PREFACE
St. Andrews, but for its Town Council and its School Board, is a quiet place; and the University, except during the progress of a Rectorial Election, is peaceable and well-conducted. I hope these verses may so far reflect St. Andrews life as to be found pleasant, if not over exciting.
I am able to reprint the verses on ‘The City of Golf’ by the special courtesy of the Editor of the Saturday Review.

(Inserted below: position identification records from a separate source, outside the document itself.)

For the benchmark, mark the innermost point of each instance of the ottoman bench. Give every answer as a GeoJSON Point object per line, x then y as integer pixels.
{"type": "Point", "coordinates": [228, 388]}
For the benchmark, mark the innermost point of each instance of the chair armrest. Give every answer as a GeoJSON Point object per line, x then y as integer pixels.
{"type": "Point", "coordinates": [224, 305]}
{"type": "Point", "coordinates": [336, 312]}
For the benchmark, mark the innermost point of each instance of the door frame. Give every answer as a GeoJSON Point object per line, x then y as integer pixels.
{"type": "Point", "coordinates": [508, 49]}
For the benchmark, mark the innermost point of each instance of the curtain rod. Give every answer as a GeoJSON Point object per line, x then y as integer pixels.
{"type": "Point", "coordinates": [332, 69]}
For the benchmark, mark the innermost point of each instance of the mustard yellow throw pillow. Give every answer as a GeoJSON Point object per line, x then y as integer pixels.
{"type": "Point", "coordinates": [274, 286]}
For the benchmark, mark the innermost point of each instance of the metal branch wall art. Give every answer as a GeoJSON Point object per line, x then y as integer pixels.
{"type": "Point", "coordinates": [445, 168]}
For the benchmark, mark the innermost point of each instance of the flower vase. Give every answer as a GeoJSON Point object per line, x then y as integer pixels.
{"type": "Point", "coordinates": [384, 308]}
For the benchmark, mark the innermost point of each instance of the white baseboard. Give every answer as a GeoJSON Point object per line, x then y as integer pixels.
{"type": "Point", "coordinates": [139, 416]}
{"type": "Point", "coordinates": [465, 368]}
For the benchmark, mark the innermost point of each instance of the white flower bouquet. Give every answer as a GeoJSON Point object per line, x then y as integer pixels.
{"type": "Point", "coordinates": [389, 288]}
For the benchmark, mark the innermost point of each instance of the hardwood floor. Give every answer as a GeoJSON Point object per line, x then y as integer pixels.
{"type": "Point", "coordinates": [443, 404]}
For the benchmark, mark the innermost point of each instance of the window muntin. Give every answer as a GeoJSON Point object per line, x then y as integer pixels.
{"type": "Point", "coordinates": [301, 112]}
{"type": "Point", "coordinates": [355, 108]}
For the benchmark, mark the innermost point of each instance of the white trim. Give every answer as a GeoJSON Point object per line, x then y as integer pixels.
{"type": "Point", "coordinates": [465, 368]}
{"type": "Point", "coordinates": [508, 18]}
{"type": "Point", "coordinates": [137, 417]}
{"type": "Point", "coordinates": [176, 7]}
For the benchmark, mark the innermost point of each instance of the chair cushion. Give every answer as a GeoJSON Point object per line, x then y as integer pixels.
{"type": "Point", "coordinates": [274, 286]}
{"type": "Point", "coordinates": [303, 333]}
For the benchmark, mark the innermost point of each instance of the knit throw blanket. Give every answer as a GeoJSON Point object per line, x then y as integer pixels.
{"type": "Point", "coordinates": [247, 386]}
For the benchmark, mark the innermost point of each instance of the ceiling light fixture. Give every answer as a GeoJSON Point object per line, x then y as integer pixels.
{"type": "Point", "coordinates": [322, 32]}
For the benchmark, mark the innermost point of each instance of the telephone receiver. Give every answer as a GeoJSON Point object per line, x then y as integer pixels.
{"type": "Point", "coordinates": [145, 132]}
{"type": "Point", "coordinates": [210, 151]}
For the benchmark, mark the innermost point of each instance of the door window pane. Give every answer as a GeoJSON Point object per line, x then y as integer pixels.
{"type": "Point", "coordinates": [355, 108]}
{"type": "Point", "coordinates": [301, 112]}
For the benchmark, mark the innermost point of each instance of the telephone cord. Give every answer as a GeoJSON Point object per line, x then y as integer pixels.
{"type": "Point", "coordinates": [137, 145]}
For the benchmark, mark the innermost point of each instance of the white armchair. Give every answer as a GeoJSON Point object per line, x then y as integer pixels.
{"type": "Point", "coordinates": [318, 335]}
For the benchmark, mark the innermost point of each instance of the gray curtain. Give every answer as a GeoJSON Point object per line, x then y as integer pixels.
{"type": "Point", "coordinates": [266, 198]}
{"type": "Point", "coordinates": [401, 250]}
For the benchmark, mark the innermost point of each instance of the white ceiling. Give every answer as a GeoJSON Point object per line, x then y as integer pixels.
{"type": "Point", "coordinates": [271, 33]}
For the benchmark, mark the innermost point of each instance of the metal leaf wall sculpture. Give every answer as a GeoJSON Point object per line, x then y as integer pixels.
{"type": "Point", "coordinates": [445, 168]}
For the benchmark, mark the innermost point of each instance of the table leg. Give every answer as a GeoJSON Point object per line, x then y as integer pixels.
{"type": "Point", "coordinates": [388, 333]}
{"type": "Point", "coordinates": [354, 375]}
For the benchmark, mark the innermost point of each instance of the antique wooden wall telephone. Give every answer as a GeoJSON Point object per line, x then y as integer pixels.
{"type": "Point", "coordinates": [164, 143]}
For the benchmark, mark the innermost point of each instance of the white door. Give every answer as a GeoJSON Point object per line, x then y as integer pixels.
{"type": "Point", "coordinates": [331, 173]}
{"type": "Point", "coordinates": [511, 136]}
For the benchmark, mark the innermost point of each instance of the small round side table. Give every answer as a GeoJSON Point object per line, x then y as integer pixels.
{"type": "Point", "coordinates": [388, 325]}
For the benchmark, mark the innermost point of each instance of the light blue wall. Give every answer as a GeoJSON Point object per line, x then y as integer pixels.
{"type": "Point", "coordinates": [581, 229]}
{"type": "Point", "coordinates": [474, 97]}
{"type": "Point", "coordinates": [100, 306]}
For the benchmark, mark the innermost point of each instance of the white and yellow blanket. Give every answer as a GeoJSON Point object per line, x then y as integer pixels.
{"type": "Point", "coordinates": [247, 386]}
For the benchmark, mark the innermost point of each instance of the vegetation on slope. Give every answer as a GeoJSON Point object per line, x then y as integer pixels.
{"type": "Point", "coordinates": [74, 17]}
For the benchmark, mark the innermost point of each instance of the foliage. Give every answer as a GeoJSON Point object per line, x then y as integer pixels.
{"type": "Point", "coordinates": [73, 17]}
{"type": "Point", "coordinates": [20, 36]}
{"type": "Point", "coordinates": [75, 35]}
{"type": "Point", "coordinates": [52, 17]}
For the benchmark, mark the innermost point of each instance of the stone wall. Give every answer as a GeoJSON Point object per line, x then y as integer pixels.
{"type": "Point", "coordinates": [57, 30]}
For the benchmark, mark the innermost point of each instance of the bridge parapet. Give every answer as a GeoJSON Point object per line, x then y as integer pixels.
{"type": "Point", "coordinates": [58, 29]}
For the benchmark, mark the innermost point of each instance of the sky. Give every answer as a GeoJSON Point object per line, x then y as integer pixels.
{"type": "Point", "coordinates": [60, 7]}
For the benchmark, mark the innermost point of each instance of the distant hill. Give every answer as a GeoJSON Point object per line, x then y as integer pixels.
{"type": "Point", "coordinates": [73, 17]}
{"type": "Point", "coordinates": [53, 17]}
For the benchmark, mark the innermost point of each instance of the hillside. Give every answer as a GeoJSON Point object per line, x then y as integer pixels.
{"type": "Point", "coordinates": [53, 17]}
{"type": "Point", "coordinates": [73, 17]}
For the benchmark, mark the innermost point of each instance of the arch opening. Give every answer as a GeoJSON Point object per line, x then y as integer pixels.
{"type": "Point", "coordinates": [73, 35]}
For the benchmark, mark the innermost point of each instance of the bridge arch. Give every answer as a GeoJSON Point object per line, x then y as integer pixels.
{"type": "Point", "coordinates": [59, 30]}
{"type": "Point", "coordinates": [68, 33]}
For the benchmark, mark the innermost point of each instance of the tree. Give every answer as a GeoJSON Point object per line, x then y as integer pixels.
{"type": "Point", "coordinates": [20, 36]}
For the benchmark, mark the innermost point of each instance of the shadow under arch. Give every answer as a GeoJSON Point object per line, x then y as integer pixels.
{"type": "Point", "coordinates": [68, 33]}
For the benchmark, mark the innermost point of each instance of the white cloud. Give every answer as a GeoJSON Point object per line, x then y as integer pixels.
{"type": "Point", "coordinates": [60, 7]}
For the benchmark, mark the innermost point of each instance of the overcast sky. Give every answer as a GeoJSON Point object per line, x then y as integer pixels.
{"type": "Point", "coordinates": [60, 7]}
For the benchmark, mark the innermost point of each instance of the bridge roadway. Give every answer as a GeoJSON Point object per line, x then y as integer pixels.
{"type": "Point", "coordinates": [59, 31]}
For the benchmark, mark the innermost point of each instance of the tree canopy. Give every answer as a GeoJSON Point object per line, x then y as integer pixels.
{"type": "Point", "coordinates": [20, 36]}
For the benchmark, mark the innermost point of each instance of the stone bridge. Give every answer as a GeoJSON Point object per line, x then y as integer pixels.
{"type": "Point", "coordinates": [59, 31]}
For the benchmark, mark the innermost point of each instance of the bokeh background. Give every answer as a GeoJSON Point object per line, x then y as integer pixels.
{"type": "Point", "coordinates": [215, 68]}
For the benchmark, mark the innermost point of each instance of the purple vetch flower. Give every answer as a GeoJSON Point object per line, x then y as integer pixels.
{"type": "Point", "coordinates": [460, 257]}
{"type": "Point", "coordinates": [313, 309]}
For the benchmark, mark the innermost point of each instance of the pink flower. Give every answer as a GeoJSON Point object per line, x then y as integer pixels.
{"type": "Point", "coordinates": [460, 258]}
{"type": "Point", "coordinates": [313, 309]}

A few explanatory notes are given at the end of the book.
R. F. Murray.
The voice that sings
The voice that sings across the night
Of long forgotten days and things,
Is there an ear to hear aright
The voice that sings?
It is as when a curfew rings
Melodious in the dying light,
A sound that flies on pulsing wings.
And faded eyes that once were bright
Brim over, as to life it brings
The echo of a dead delight,
The voice that sings.
The best pipe
In vain you fervently extol,
In vain you puff, your cutty clay.
A twelvemonth smoked and black as coal,
’Tis redolent of rank decay
And bones of monks long passed away—
A fragrance I do not admire;
And so I hold my nose and say,
Give me a finely seasoned briar.
Macleod, whose judgment on the whole
Is faultless, has been led astray
To nurse a high-born meerschaum bowl,
For which he sweetly had to pay.
Ah, let him nurse it as he may,
Before the colour mounts much higher,
The grate shall be its fate one day.
Give me a finely seasoned briar.
The heathen Turk of Istamboul,
In oriental turban gay,
Delights his unbelieving soul
With hookahs, bubbling in a way
To fill a Christian with dismay
And wake the old Crusading fire.
May no such pipe be mine, I pray;
Give me a finely seasoned briar.
Clay, meerschaum, hookah, what are they
That I should view them with desire?
Both now, and when my hair is grey,
Give me a finely seasoned briar.
Hymn of Hippolytus to Artemis
Artemis! thou fairest
Of the maids that be
In divine Olympus,
Hail! Hail to thee!
To thee I bring this woven weed
Culled for thee from a virgin mead,
Where neither shepherd claims his flocks to feed
Nor ever yet the mower’s scythe hath come.
There in the Spring the wild bee hath his home,
Lightly passing to and fro
Where the virgin flowers grow;
And there the watchful Purity doth go
Moistening with dew-drops all the ground below,
Drawn from a river untaintedly flowing,
They who have gained by a kind fate’s
bestowing
Pure hearts, untaught by philosophy’s care,
May gather the flowers in the mead that are blowing,
But the tainted in spirit may never be there.